Die Hauptaufgabe des Harnapparat des Hundes ist die Entfernung von Abfallprodukten aus dem Blut. Diese Abfallprodukte wurden zuvor über die Nieren gefiltert, in der Blase für kurze Zeit gelagert und schließlich durch den Urin ausgeschieden. Zum Harnapparat gehören also die Nieren, die Harnleiter, die Blase und die Harnröhre. Beim Rüden außerdem die Penisspitze und bei der Hündin der Scheidenvorhof. Alle Probleme, die mit dem Harnapparat zusammenhängen, werden allgemein gefasst als Harnwegserkrankungen bei Hunden bezeichnet.

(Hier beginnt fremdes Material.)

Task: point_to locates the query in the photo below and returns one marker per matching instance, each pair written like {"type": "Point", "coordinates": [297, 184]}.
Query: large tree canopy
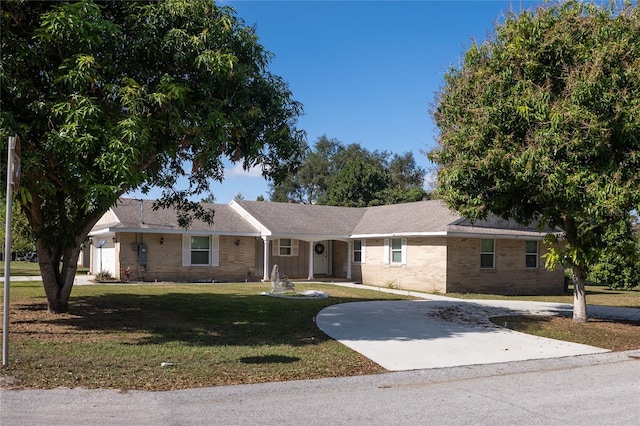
{"type": "Point", "coordinates": [542, 122]}
{"type": "Point", "coordinates": [332, 173]}
{"type": "Point", "coordinates": [111, 96]}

Typische Symptome von Harnwegserkrankungen bei Hunden

Da Hunde sich uns nicht so mitteilen können, wie wir es bei eigenen Problemen beim Arzt tun oder Kinder es ihren Eltern beschreiben, müssen wir beim Hund auf Verhaltensänderungen achten. Möglich sind Schwierigkeiten beim Wasserlassen, Inkontinenz oder auch Urin, der nicht normal aussieht, beispielsweise farblich stark abweicht. Außerdem könnte vermehrter Harndrang ein Indiz sein. Der Hund möchte ständig raus, setzt aber nur geringe Mengen Urin ab oder scheint Schmerzen beim Wasserlassen zu haben. Beobachtest du eines oder mehrere Symptome bei deinem Vierbeiner, solltest du ihn einem Tierarzt vorstellen. Vorab könnte es Sinn machen, Urin aufzufangen, um diesen im Labor untersuchen zu lassen. Rufe deinen Tierarzt vor deinem Besuch an, beschreibe die Symptome und frage, ob eine Urinuntersuchung sinnvoll wäre. Kommt eine Harnuntersuchung infrage, ist ein steriles Auffanggefäß wichtig, um keine Veränderung der Probe zu verursachen.

Harnuntersuchung

Die Untersuchung des Urins kann für die Ursachenfindung einer Harnwegserkrankung sehr aufschlussreich sein. So können sich Hinweise auf eine Nierenerkrankung, eine Harnwegsinfektion, eine Stoffwechselerkrankung (wie Diabetes) ergeben oder auch Harnsteine oder Tumorerkrankungen als Auslöser der Beschwerden des Hundes ausgemacht werden. Die Harnuntersuchung ist für die Diagnosefindung von großer Wichtigkeit. Sie wird bei Tieren mit akuten Beschwerden angewandt, ebenso bei älteren Hunden. Auch dient sie als Kontrolluntersuchung bei Hunden, die eine bestimmte Diät halten müssen, z. B. bei Diabetikern (hier wird auf Glucose und Ketonkörper untersucht). Bei Hunden, die eine harnsteinauflösende Diät verordnet bekamen, wird der Urin auf Kristalle untersucht.

Urinprobe

Damit der Harn durch das Labor untersucht werden kann, wird eine Urinprobe benötigt. Das gestaltet sich bei Hunden allerdings etwas schwieriger. Je nachdem, für welche Art der Untersuchung die Probe benötigt wird, kann diese durch den Halter aufgefangen werden oder muss durch den Tierarzt mittels Katheter gewonnen werden. Wird die Probe aufgefangen ist diese meist mit Zellen und Bakterien verunreinigt durch Schmutz und Haare der Umgebung der Harnröhrenöffnung bzw. des äußeren Genitaltrakts. Trotzdem kann bei dieser Variante ohne Probleme beispielsweise der Glucosewert bestimmt werden, was für Diabetiker oder bei Verdacht auf Diabetes mellitus wichtig ist. Gerade bei Rüden ist eine Probe des Spontanharns recht unkompliziert aufzufangen, bei Hündinnen benötigt man hingegen etwas mehr Geschick, eine Portion Glück und ein gutes Timing. Kleiner Tipp: eine ausgediente Suppenkelle kann hier super zum Einsatz kommen.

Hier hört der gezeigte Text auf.